How Parsing Works

This chapter explains the parsing model behind CongoCC, to help you reason about why a grammar behaves as it does. It is background, not a how-to.

Recursive descent

CongoCC generates a recursive-descent parser. Each production becomes a method, and a production that references another production compiles to a method that calls the other’s method. Parsing the grammar is thus, quite literally, running a set of mutually recursive functions whose call structure mirrors the grammar’s structure. This is why the generated code is readable, why a stack trace points at recognizable productions, and why embedding target-language actions in a production is natural — they are just statements in a method.

The cost of this model is that the grammar must not be left-recursive: a production cannot call itself as its very first action, or the parser would recurse forever. Left recursion is expressed instead with the repetition operators, which is exactly what the calculator grammar does to make its operators left-associative.

Deciding at choice points

At each choice point the parser must pick an alternative.

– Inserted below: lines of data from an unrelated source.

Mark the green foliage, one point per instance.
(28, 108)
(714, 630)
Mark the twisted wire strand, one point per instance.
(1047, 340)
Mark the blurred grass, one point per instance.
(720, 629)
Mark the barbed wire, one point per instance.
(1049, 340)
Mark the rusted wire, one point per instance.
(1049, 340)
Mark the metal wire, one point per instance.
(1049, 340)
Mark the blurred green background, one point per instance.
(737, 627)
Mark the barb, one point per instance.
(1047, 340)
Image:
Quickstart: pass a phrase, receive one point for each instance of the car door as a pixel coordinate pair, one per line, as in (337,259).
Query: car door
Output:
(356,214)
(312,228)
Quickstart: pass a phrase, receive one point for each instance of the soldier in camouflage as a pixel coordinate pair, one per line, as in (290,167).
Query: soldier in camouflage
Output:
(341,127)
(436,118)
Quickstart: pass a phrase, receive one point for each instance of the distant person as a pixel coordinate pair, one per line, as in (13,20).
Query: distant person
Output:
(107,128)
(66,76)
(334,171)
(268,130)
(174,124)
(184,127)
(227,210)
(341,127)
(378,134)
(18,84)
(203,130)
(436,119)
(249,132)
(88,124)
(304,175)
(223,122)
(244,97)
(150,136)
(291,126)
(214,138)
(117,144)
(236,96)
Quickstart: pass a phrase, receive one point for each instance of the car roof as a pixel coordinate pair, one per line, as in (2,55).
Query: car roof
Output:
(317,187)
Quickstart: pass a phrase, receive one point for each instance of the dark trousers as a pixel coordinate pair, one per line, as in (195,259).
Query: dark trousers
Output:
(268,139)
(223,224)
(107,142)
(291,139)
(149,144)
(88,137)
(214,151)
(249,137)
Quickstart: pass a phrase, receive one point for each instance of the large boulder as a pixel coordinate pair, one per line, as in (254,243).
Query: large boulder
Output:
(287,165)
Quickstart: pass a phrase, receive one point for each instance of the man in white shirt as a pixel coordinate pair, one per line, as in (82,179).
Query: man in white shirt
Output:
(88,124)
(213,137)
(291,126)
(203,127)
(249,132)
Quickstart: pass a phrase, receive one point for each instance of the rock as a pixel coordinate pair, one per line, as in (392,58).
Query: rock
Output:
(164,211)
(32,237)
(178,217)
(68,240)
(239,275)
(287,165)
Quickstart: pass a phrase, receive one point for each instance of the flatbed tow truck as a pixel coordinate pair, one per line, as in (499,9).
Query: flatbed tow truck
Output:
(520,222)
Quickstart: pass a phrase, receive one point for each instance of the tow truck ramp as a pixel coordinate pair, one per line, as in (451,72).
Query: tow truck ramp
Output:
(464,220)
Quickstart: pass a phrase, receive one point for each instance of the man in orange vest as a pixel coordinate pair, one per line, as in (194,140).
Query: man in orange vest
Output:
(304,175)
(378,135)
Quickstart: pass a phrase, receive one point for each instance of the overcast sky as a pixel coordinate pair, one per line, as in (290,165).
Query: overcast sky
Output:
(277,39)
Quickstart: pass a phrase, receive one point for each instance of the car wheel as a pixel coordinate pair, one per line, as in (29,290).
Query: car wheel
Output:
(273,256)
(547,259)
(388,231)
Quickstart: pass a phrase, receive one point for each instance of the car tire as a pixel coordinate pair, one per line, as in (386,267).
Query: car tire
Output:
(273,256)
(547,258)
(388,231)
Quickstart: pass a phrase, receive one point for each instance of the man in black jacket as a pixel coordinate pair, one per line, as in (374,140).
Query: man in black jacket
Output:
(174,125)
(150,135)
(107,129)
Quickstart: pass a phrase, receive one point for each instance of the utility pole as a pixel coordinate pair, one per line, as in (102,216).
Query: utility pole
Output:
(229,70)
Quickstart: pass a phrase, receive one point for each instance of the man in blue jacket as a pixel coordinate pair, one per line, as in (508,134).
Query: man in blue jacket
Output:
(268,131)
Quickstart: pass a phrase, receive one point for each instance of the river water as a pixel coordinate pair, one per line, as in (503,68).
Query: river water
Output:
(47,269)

By default it decides on the next single token: if that token can begin an alternative, the parser commits to it. This is fast and, for most of a grammar, sufficient.

When one token is not enough, the parser does scan-ahead: it tentatively scans the upcoming tokens far enough to decide, then rolls back and parses for real. The =>|| marker and the SCAN statement (Disambiguation) are how you tell it where and how far to scan. A long-standing limitation of the original JavaCC — that nested scan-ahead did not work — has been fixed, so a scan may itself enter productions that scan.

What “deterministic” means here

The generated parser is deterministic: at every point it makes one choice and follows it, using lookahead to choose well rather than trying alternatives in parallel. Scan-ahead is bounded backtracking for the decision only — the parser looks, decides, and then parses once. Understanding that the decision and the parse are separate steps is the key to reasoning about lookahead.